В книге рассказывается история главного героя, который сталкивается с различными проблемами и препятствиями на протяжении всего своего путешествия. По пути он встречает множество второстепенных персонажей, которые играют важные роли в истории. Благодаря опыту главного героя книга исследует такие темы, как любовь, потеря, надежда и стойкость. По мере того, как главный герой преодолевает свои трудности, он усваивает ценные уроки жизни и растет как личность.


Танки

Дорогой читатель! Вы держите в руках книгу, в основу которой лег одноименный художественный фильм «ТАНКИ». Эта кинокартина приурочена к 120 -летию со дня рождения выдающегося конструктора Михаила Ильича Кошкина и посвящена создателям танка Т-34. Фильм снят по мотивам реальных событий.
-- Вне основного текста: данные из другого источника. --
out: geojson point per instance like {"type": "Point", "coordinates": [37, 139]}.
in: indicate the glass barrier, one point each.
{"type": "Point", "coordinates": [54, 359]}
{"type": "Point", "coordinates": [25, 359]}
Он рассказывает о секретном пробеге в 1940 году Михаила Кошкина к Сталину в Москву на прототипах танка для утверждения и запуска в серию опытных образцов боевой машины. Той самой легендарной «тридцатьчетверки», на которой мир был спасен от фашистских захватчиков! В этой книге вы сможете прочитать не только вымышленную киноисторию, но и узнать, как все было в действительности.


Против часовой стрелки

Книга представляет сто лет из истории словенской «малой» прозы от 1910 до 2009 года; одновременно — более полувека развития отечественной словенистической школы перевода. 18 словенских писателей и 16 российских переводчиков — зримо и талантливо явленная в текстах общность мировоззрений и художественных пристрастий.


Этой ночью я ее видел

Словения. Вторая мировая война. До и после. Увидено и воссоздано сквозь призму судьбы Вероники Зарник, живущей поперек общепризнанных правил и канонов. Пять глав романа — это пять «версий» ее судьбы, принадлежащих разным людям. Мозаика? Хаос? Или — жесткий, вызывающе несентиментальный взгляд автора на историю, не имеющую срока давности? Жизнь и смерть героини романа становится частью жизни каждого из пятерых рассказчиков до конца их дней. Нечто похожее происходит и с читателями.


Ты ведь понимаешь?

«Ты ведь понимаешь?» — пятьдесят психологических зарисовок, в которых зафиксированы отдельные моменты жизни, зачастую судьбоносные для человека. Андрею Блатнику, мастеру прозаической миниатюры, для создания выразительного образа достаточно малейшего факта, движения, состояния. Цикл уже увидел свет на английском, хорватском и македонском языках. Настоящее издание отличают иллюстрации, будто вторгающиеся в повествование из неких других историй и еще больше подчеркивающие свойственный писателю уход от пространственно-временных условностей.


Легко

«Легко» — роман-диптих, раскрывающий истории двух абсолютно непохожих молодых особ, которых объединяет лишь имя (взятое из словенской литературной классики) и неумение, или нежелание, приспосабливаться, они не похожи на окружающих, а потому не могут быть приняты обществом; в обеих частях романа сложные обстоятельства приводят к кровавым последствиям. Триллер обыденности, вскрывающий опасности, подстерегающие любого, даже самого благополучного члена современного европейского общества, сопровождается болтовней в чате.